In December 2019, Bridget McManus of The Sydney Morning Herald praised Anderson's performance as she made "the most of a tearful cafe scene, as her character, waitress Roxy, confesses an awful secret to her understanding boss." Claire Crick of whattowatch.com thought Roxy and Mark were an unexpected couple and "a shock pairing", especially as he is "straight-laced" and she was a "wild child". A TV Soap writer later branded the character a "man-magnet". Following her kiss with Shane, a contributor to 10 Play stated "Bad Gal Roxy did a bad, bad thang."
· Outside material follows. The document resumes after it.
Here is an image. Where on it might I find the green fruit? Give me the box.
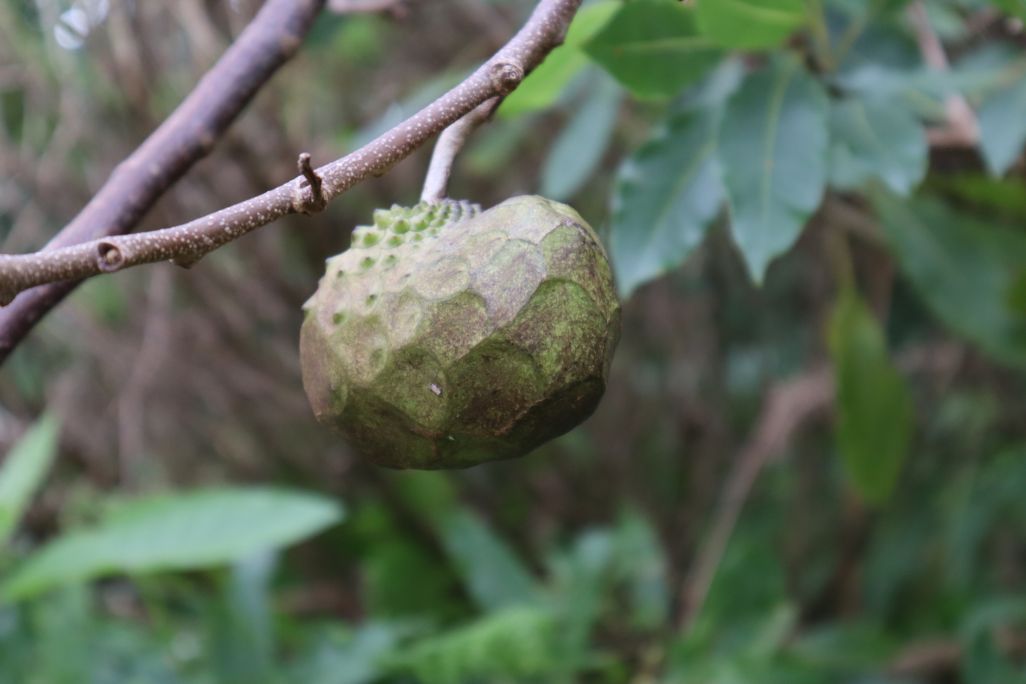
[300,195,620,469]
Radio Times writer Joe Julians pointed out "Roxy has calmed somewhat since her introduction and has gone on to become a fan-favourite." Executive producer Jason Herbison also stated "Roxy has developed into a classic Neighbours character and we love her." In December 2021, the Daily Mirrors Susan Knox reported that Roxy had placed fifth in a poll to find the top ten favourite Neighbours characters of all time run by Australian fansite Back to the Bay. The following year, Sheena McGinley of the Irish Independent included Roxy in her list of 12 "Iconic Neighbours characters", noting that it might come as a surprise to some readers.